From the code, I can see the outputted data is generated through the flag and previous states, while the generated data is appended to state to be used in generating future data.

With enough data output provided, I can form a system of linear equations, and solve for the flag.

data = [14169084828739113416, 12950362233651727953, 13081576751296291893, 11189892724250189745, 2366046383900978737, 1749792629103627315, 8575562236709928474]
# modified from code from https://stackoverflow.com/a/62600438
import sympy
eq = []
values = []
for i in range(len(data) - 3):
    eq.append([data[i], data[i + 1], data[i + 2], 1])
    values.append(data[i + 3])
eq = sympy.Matrix(eq)
values = sympy.Matrix(values)
m = 16200480981168924301
det = int(eq.det())
if gcd(det, m) == 1:
    ans = int(pow(det, -1, m)) * eq.adjugate() @ values % m
flag = b''
for i in ans:
    flag += int(i).to_bytes(6, 'big')
print(flag)

I was also trying to use solve_mod in SageMath instead of pulling code from Stack Overflow, which worked great in one of the ImaginaryCTF challenges sharing the very similar idea but with an a lot smaller modulus.

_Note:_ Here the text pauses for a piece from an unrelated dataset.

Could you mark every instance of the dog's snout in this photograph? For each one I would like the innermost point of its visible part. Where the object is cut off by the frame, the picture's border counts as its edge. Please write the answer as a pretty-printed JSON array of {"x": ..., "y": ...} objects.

However, when I used it in this challenge, I got the following error:

OverflowError: Python int too large to convert to C ssize_t

After the CTF ended, on Cryptoverse Discord server, Neobeo from the “Social Engineering Experts” team (I think) suggested that they were able to define the linear equations in a Finite Field in SageMath and used solve_right to solve the equations.